Непонятно, чувствует ли Рон что-нибудь? Вот он переключает скорость и как будто невзначай прижимается локтем к ее руке. Галя не отводит руку, он тоже. Он молчит, она тоже. Потом она отодвигается. Иногда ее подмывает сказать или сделать что-то такое, чтобы все стало ясно в их отношениях, но она боится. Ведь они коллеги! Если он разделяет ее чувства, что будет? Служебные романы в этой стране добром не кончаются. И потом, она никогда не оставит Мишу.
В одно прекрасное утро Рон объявляет, что получил предложение в компании, где у него было интервью, и сегодня подаст заявление об уходе. Галя неожиданно чувствует облегчение: закончатся эти ежедневные пытки, теперь все должно как-то разъясниться. Даже если последует продолжение их отношений, они уже не будут работать вместе, и все будет проще. Дни идут, уже намечен срок отвальной для Рона. Он по-прежнему молчит, и за три дня до его ухода Галя решается:
– Может быть, я ошибаюсь, но мне кажется, что между нами что-то есть, какие-то vibes 4), что ли, – говорит она, радуясь, что американский сленг позволяет быть предельно откровенной, в то же время своей ироничной нейтральностью ограждая от возможной неловкости.

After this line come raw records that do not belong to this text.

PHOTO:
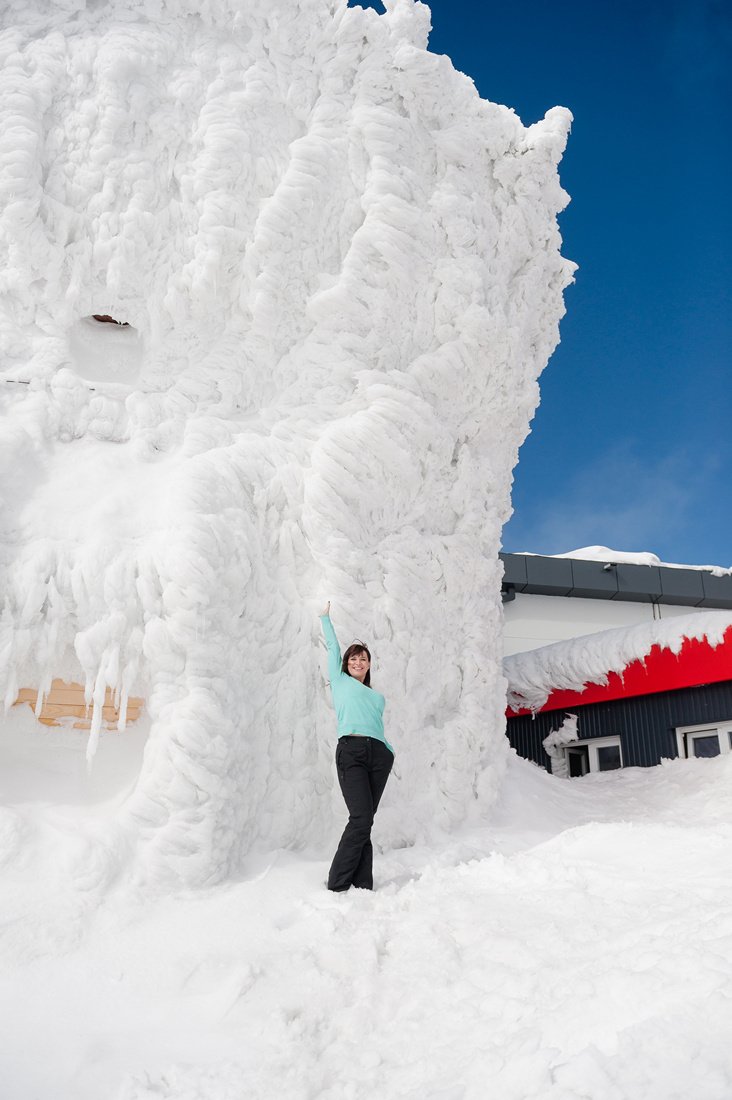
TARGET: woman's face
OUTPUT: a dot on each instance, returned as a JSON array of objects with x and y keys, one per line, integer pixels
[{"x": 358, "y": 666}]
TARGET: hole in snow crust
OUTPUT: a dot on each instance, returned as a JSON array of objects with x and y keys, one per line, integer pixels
[
  {"x": 46, "y": 765},
  {"x": 107, "y": 350}
]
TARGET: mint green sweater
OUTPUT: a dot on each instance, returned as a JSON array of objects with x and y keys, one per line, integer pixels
[{"x": 359, "y": 710}]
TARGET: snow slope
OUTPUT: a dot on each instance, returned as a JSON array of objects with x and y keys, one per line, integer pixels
[
  {"x": 340, "y": 276},
  {"x": 579, "y": 947}
]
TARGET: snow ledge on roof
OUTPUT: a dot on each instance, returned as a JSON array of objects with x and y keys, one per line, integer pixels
[
  {"x": 629, "y": 558},
  {"x": 570, "y": 664}
]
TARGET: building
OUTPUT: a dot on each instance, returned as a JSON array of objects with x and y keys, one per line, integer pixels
[{"x": 657, "y": 685}]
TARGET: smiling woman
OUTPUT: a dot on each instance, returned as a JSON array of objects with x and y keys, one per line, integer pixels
[{"x": 363, "y": 757}]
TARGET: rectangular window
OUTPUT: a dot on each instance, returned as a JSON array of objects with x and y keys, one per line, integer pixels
[
  {"x": 609, "y": 758},
  {"x": 705, "y": 746},
  {"x": 579, "y": 760},
  {"x": 705, "y": 741},
  {"x": 594, "y": 754}
]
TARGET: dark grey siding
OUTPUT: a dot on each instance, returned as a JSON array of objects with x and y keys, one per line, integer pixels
[{"x": 646, "y": 723}]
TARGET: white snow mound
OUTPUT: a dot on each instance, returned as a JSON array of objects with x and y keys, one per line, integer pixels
[{"x": 336, "y": 276}]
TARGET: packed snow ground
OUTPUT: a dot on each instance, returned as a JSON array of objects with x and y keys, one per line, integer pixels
[{"x": 578, "y": 947}]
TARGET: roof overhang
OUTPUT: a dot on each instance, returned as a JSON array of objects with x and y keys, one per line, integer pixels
[{"x": 696, "y": 663}]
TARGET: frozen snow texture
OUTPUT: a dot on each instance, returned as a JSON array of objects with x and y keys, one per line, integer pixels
[
  {"x": 570, "y": 664},
  {"x": 342, "y": 271}
]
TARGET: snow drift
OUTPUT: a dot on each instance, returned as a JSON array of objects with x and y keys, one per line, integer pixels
[{"x": 338, "y": 276}]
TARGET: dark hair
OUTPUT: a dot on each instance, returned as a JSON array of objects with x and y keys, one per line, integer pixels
[{"x": 358, "y": 647}]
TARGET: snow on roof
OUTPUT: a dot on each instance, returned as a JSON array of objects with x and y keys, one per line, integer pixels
[
  {"x": 570, "y": 664},
  {"x": 633, "y": 558}
]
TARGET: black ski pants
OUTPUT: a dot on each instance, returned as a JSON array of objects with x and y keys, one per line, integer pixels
[{"x": 363, "y": 766}]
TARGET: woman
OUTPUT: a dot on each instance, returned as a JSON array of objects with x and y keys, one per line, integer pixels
[{"x": 363, "y": 757}]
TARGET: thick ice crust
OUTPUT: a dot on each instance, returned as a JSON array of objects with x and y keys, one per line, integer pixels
[{"x": 341, "y": 274}]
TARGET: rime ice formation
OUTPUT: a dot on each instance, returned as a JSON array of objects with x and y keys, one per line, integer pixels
[
  {"x": 339, "y": 277},
  {"x": 555, "y": 741}
]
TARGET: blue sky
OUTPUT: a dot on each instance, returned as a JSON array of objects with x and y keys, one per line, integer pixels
[{"x": 632, "y": 443}]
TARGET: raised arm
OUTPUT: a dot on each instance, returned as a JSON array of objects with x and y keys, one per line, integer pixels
[{"x": 331, "y": 645}]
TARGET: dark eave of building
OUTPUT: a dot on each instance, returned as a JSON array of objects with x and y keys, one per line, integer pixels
[{"x": 598, "y": 580}]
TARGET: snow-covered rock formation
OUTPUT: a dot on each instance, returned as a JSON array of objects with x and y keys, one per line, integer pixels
[{"x": 336, "y": 276}]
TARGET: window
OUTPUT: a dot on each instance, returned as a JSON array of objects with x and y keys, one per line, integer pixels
[
  {"x": 705, "y": 741},
  {"x": 609, "y": 758},
  {"x": 597, "y": 754}
]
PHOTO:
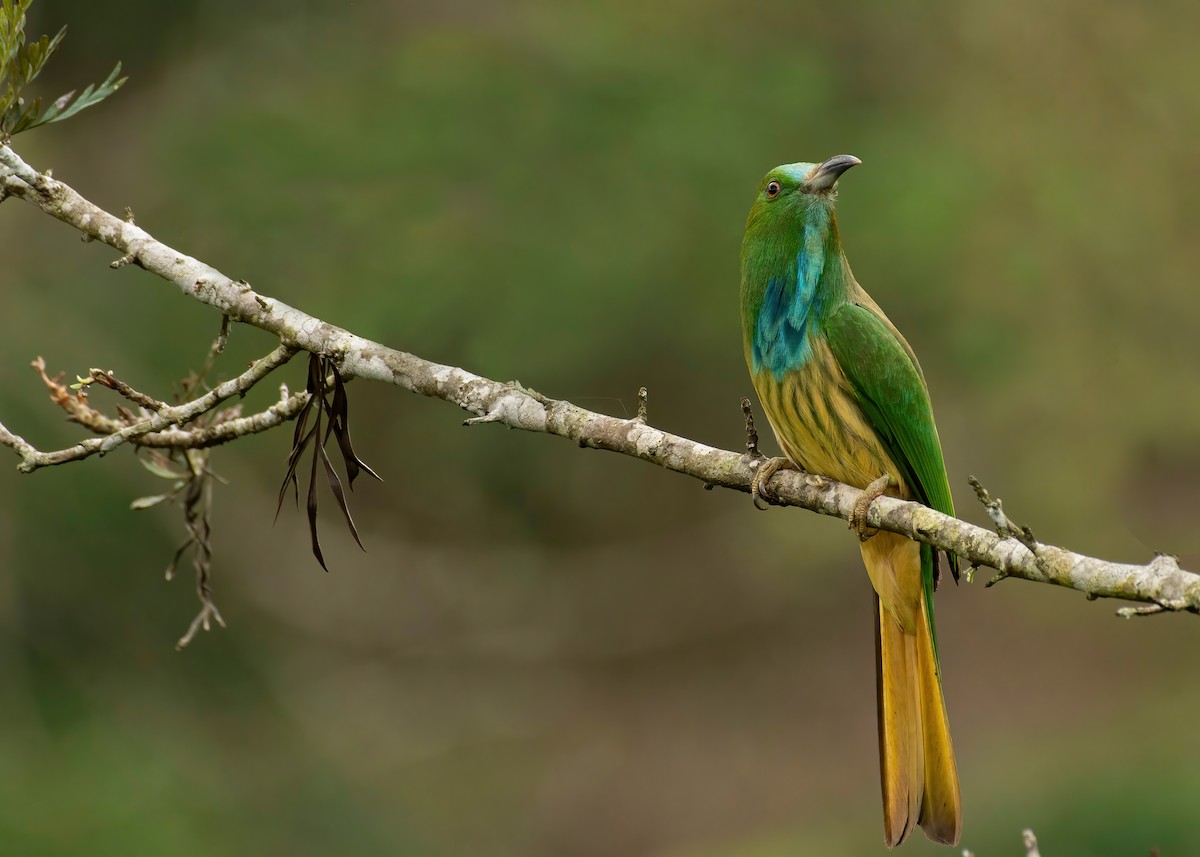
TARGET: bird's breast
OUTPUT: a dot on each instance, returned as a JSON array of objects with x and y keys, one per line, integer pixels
[{"x": 819, "y": 423}]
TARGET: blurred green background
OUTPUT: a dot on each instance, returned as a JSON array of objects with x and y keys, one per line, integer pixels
[{"x": 547, "y": 651}]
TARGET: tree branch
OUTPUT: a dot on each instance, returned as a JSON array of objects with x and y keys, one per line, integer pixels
[{"x": 1161, "y": 583}]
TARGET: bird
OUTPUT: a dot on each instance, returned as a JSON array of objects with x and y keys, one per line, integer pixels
[{"x": 847, "y": 400}]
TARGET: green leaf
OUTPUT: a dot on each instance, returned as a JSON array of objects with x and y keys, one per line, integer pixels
[{"x": 21, "y": 64}]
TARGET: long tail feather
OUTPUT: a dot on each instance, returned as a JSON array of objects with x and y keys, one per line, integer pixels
[{"x": 917, "y": 769}]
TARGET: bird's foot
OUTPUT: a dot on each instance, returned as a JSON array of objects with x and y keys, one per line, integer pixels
[
  {"x": 863, "y": 504},
  {"x": 762, "y": 475}
]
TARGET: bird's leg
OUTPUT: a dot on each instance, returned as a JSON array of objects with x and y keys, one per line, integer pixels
[
  {"x": 762, "y": 475},
  {"x": 863, "y": 504}
]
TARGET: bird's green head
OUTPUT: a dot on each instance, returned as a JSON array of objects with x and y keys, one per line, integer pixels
[{"x": 796, "y": 192}]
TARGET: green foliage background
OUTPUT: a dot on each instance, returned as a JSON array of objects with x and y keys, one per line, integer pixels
[{"x": 556, "y": 652}]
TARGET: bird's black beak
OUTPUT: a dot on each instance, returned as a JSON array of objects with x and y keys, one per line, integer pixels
[{"x": 826, "y": 174}]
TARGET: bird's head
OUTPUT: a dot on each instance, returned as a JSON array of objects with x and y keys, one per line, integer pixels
[{"x": 795, "y": 191}]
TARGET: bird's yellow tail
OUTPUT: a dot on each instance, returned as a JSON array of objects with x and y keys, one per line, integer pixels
[{"x": 921, "y": 781}]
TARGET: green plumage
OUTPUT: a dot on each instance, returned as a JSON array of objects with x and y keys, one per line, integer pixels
[{"x": 847, "y": 400}]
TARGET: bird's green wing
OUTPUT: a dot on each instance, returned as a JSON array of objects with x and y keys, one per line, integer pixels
[{"x": 893, "y": 396}]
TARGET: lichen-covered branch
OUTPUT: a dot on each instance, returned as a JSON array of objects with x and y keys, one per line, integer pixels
[
  {"x": 1161, "y": 583},
  {"x": 162, "y": 418}
]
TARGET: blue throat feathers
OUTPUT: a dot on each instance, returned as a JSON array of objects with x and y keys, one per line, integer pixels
[{"x": 790, "y": 312}]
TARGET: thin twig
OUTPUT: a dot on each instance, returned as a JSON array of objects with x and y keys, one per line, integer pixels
[{"x": 517, "y": 407}]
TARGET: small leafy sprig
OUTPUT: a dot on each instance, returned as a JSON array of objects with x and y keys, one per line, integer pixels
[{"x": 21, "y": 63}]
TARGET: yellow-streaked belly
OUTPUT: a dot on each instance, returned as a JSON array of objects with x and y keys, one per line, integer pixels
[{"x": 820, "y": 425}]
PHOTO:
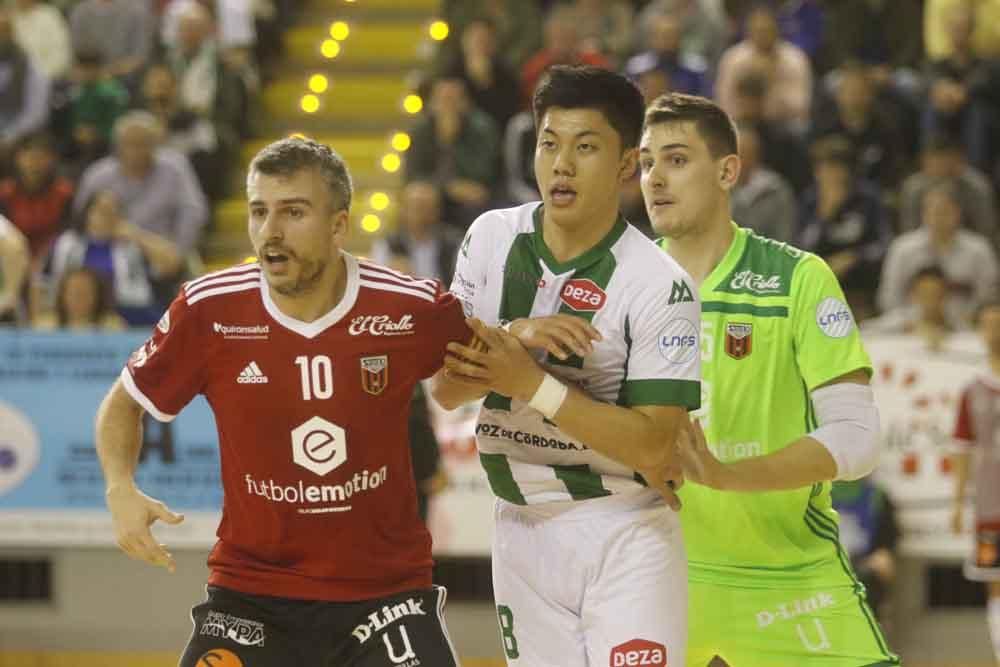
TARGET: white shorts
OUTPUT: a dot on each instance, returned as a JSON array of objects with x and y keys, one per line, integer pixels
[{"x": 604, "y": 583}]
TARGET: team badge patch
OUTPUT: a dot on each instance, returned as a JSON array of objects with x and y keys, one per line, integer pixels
[
  {"x": 374, "y": 373},
  {"x": 739, "y": 339}
]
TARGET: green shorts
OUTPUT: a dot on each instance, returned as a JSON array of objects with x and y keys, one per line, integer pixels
[{"x": 766, "y": 627}]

– Не ошибаешься, – горячо откликнулся Рон. – Я это чувствую уже несколько месяцев и рад, что у тебя хватило смелости об этом заговорить. – Его как будто разбудили – Галя никогда не видела его таким.
– А ты? Когда ты это почувствовала?
– Месяц назад.
– Почему же ты раньше молчала? Теперь я ухожу, и у нас так мало времени.
– Если бы ты не уходил, я бы и сейчас ничего не сказала.
Рон берет ее руку, подносит к губам. Не отнимая руки, Галя прижимается щекой к его руке. Рон, волнуясь, говорит какие-то слова, паузы говорят еще больше. «Хорошо, что мне ничего не нужно делать сегодня, я бы не смог работать», – говорит он, когда они расходятся по своим офисам. А у Гали полно работы, но лицо горит, голова кружится, сосредоточиться невозможно. Механически она берется за таблицы с данными, пытается втянуться. В одиннадцать часов в дверях появляется Рон, сияя улыбкой – не овечьей, не мышиной! – и вручает ей прозрачный пластиковый футляр с единственной красной розой.
– Пойдем на ланч?
– Хорошо! – Галя чувствует облегчение: теперь ее дело только соглашаться.
– Пойдем пораньше, я буду ждать тебя в машине без четверти двенадцать.
После того, как Рон объявил о своем уходе, его каждый день кто-нибудь водит на ланч, поэтому, когда они вместе уходят, никто не обращает на это внимания. Рон везет ее в деревенский ресторан неподалеку, переоборудованный из большого старого амбара. Народу там мало. Горит камин. На стенах уже развесили рождественские украшения.
– Ginger bells? – вопросительно говорит Галя, указывая на колокольчики, связанные красной лентой.
– Jingle bells! 5) – улыбается Рон со снисходительным умилением, как влюбленные мужчины поначалу относятся к глупостям, смороженным их избранницами. Галя, выросшая в семье, где ее ничего на заставляли делать, когда-то спрашивала Мишу: «Когда твои родители будут выкапывать огурцы? Почему ты не помыл макароны перед тем, как варить?» – и Мише нравилось. Но образ глупой девочки тридцати семи лет имеет ограниченную привлекательность, что бы ни писали поэты. Вообще-то Галя многому научилась за время своей взрослой жизни – и готовить, и работать в саду, и самой принимать решения.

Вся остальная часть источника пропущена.